Is BESS still investible if spreads do drop significantly? What role do government support schemes provide?
Our modelling highlights a risk of a short-term compression of price spreads caused by an overbuild of BESS (and transmission reinforcement) ahead of anticipated thermal retirements. The construction of Snowy 2.0 and Humelink has a similar effect in the 2030s. The largest impact from this is anticipated to be on one and two-hour batteries, as shorter-term volatility is supressed. There is a much more fundamental, long-term price shape for up to four-hours linked to the spread between low midday prices driven by solar and peak prices set by coal, and particularly gas. Based on location, and capex, this spread is still enough for four-hour BESS to reach a viable business case, which is supported by the shift in the market to this duration.
The presented spreads come from our central case, which represents what we consider to be the median outcome for revenues. Volatility in the NEM has an extremely long distribution tail, as prices can quickly increase from $300/MWh to over $10,000/MWh. This means that upside for projects is very real, especially with future uncertainty over transmission and renewable generation buildout, however this volatility needs certain conditions to occur to materialise, which becomes less likely overtime as the amount of storage increases. We'll be releasing a sensitivity analysis and scenarios for our forecast shortly.
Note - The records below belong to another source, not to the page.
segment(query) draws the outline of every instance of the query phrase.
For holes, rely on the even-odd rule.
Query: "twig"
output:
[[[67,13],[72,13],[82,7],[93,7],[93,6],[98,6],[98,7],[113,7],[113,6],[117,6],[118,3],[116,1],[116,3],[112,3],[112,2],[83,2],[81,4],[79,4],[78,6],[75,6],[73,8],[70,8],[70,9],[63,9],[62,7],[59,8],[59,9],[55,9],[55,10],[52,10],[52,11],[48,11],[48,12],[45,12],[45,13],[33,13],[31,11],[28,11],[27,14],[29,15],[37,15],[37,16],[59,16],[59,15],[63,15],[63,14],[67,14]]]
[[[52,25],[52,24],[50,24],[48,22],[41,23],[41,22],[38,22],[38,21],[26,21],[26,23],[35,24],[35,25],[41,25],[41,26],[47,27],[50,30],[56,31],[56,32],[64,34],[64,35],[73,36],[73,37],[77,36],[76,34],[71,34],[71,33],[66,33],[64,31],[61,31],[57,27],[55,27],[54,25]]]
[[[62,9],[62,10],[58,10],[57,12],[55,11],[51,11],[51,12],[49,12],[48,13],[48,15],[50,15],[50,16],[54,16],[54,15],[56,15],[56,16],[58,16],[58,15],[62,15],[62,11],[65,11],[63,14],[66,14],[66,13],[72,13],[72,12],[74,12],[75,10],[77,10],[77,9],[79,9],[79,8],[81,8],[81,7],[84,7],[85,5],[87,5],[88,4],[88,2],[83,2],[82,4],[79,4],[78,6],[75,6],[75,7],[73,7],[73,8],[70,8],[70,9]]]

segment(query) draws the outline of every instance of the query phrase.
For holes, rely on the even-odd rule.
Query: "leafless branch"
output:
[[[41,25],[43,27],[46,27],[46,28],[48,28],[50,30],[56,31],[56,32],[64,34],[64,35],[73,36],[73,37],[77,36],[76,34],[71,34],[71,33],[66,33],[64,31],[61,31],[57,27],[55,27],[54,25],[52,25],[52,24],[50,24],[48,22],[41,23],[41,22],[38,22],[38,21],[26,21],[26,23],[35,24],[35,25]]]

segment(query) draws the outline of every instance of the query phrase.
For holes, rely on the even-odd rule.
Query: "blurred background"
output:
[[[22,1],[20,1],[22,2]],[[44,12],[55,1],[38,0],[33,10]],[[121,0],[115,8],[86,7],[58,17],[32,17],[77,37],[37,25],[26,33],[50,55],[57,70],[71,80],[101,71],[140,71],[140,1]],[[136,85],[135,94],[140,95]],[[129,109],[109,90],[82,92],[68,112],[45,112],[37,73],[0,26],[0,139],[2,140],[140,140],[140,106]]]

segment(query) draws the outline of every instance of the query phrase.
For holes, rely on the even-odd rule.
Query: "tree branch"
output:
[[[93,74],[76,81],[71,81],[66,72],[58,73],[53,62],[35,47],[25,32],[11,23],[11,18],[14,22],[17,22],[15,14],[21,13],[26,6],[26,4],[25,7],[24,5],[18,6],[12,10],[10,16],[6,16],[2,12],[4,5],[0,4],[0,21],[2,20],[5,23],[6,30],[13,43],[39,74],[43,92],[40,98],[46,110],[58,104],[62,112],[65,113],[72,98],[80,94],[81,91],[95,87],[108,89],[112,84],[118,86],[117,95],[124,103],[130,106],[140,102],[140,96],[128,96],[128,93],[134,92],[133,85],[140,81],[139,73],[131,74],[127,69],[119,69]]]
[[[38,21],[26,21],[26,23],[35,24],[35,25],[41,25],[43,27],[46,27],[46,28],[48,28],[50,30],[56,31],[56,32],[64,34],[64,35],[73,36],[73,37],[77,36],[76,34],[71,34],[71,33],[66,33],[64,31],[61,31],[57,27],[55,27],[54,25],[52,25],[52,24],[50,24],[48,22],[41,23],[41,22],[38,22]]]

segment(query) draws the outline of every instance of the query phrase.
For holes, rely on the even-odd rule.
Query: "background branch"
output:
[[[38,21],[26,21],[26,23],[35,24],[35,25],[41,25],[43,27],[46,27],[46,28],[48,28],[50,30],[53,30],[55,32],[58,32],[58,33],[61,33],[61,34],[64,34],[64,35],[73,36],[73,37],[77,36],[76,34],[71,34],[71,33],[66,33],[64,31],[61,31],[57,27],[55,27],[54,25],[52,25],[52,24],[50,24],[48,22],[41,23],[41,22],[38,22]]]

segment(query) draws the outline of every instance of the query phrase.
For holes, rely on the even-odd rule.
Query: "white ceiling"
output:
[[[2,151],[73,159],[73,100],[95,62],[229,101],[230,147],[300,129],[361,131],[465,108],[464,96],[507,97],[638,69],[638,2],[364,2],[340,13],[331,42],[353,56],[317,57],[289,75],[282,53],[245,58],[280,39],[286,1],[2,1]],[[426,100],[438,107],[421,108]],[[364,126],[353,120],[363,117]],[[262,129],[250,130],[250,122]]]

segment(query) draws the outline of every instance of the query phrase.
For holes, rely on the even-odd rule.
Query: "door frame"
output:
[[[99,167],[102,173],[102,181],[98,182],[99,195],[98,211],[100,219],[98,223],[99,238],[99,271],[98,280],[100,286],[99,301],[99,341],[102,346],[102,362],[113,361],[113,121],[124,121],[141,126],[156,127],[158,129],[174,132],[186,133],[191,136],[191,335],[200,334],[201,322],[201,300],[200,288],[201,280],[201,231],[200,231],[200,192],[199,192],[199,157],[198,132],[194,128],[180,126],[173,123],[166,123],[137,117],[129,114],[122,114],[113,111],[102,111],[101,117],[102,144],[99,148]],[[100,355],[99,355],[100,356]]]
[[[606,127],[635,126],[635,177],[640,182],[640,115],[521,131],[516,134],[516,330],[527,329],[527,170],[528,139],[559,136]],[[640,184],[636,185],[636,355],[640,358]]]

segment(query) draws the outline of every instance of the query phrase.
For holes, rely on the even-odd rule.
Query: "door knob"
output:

We therefore see the role of government support schemes such as the CIS (or reforms through the Nelson Review), alongside full or partial contracting (e.g. virtual toll) as being increasingly important for new projects to provide downside protection in case of an overbuild scenario.
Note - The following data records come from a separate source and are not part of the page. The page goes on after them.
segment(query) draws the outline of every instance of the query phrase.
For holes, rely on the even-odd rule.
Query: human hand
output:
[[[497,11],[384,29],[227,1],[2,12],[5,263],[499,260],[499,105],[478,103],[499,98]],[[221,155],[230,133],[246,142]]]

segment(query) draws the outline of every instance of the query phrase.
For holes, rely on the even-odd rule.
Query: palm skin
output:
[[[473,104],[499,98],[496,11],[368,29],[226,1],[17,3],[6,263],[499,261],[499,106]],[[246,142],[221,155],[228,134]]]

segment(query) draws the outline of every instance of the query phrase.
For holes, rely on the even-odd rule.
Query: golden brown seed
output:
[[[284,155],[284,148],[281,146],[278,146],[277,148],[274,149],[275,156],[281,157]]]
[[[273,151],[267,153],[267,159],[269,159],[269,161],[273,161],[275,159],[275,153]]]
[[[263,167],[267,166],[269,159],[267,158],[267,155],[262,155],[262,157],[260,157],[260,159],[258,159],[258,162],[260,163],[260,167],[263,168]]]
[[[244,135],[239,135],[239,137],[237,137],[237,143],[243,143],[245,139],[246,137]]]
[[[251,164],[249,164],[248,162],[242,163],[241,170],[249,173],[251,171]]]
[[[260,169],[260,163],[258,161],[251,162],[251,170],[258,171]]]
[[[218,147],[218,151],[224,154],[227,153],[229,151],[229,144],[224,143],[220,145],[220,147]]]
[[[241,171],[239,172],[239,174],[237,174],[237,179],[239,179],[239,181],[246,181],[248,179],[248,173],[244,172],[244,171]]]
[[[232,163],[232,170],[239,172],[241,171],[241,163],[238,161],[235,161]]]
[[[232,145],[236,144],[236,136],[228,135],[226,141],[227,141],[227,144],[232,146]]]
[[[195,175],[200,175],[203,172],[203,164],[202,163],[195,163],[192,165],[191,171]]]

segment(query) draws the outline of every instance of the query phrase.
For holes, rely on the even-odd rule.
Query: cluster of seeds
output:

How much BESS does the system need? How does it impact midday prices, does it help to soak up additional solar?
More batteries will absolutely help to soak up additional solar. There is currently a lot of solar in the NEM which is cannibalising a lot of their own revenues. This is making it very difficult to form a viable business case for standalone solar. Over the next few years though, we will see much more battery capacity added than solar, which will help to bring up prices in the middle of the day and improve the solar business case again. Regardless, we believe it will be much easier to build solar co-located with batteries, rather than standalone solar. As for how much BESS is needed, this is a difficult question to answer as it depends on what timeframe you are talking about. By 2050 we have our forecast getting to roughly 30GW of batteries.